Dear Sir Paul,
It was wonderful to meet you tonight. It was wonderful to see my idol standing right in front of me across the baseball field. It was wonderful to hear the songs of my childhood. I want to say thank you for the experience and for giving me hope.
My name is Karen Richards and I love the Beatles and you. I know you have heard this a million times, but I am your biggest fan. Your music has helped me in my fight.
My fight is never ending, I have been sick my entire life. I have many life threatening illnesses and have had 19 surgeries. Eight of those surgeries were brain surgeries. I spent my childhood and now my teenage years in the hospital. He day I turned thirteen I was bed bound with a spinal leak.
One of the conditions I have causes severe allergic reactions. At the concert tonight, someone was smoking and I had an allergic reaction. My throat started to close and I stopped breathing. I had to give myself an Epi pen, which is a big shot in my leg. I was then taken away in an ambulance. I stopped breathing when Yesterday started playing, one of my favorite songs… I cried as they strapped me down to the stretcher, not just because I was having trouble breathing, but because I was missing my favorite song.
It was in this moment that I took a deep breath and reminded myself of your message.
Tonight, you said that you wrote Black Bird to inspire hope during the civil rights movement. Obviously, my situation is different. Rather than an oppressed minority, I am a teenager who is constantly fighting to survive. I am a teenager who wants to have good times with my friends, but has to stay home because I am too sick to go out. I am a teenager who spends more time in the hospital than I do at school. I am a teenager who has looked the grim reaper straight in the eyes and told him to go away.
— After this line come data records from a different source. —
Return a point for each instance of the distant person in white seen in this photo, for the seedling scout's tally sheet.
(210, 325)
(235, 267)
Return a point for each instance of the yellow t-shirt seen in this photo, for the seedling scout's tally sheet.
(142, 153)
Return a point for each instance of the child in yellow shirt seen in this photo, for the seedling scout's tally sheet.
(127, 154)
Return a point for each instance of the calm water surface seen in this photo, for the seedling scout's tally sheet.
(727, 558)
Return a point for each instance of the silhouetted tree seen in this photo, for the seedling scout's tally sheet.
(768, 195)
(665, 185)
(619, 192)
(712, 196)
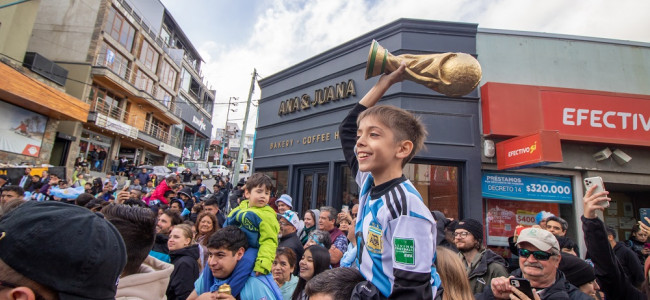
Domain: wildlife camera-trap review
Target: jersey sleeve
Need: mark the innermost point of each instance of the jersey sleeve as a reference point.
(348, 135)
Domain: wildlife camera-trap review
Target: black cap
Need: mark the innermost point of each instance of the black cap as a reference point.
(474, 227)
(75, 252)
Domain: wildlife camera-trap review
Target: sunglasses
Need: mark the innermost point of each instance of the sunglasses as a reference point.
(538, 255)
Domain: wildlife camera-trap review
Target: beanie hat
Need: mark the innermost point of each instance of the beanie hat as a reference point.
(576, 270)
(286, 199)
(474, 227)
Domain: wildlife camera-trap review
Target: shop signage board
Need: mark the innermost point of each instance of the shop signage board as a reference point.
(531, 150)
(578, 115)
(527, 187)
(169, 149)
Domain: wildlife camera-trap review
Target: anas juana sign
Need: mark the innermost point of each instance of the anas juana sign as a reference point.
(342, 90)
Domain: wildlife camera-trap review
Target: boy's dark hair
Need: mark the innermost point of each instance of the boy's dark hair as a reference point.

I am a teenager who doesn’t worry about boyfriends or gossip, but worries about making it through the year alive.
Part of this fight is not only surgery and lots of doctors visits, it also includes my mentality.
I know and I have accepted that I have broken wings, but with your music I have learned to fly away. I want to thank you for teaching me to fly DESPITE my broken wings. I want to thank you for giving me what no one else could; hope.
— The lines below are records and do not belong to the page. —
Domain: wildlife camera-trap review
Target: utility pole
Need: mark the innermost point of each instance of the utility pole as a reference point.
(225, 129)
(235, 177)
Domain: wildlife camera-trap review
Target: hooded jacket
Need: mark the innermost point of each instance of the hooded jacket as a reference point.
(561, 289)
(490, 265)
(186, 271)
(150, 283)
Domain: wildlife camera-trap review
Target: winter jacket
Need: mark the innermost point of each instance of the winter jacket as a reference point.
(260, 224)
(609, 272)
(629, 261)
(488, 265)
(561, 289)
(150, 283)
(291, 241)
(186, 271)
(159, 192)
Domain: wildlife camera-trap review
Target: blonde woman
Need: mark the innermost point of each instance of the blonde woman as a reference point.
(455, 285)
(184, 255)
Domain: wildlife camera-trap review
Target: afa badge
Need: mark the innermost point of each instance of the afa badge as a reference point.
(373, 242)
I truly believe that you are an angel sir Paul. An angel who was sent by God to give hope to the hopeless. Sitting in the hospital my throat closing again, I replayed black bird in my head. As it felt like I was being suffocated, I dreamed of flying away into the cold black night. I refused to acknowledge my broken wings and I flew. I have had 19 surgeries and through every one your music has been there for me. There is no real way to articulate how much this means to me… The English language just was not made for that… For now, until I can find the words, I will just say thank you.
Thank you from the bottom of my heart for making a difference in my world and helping me learn to fly despite my broken wings.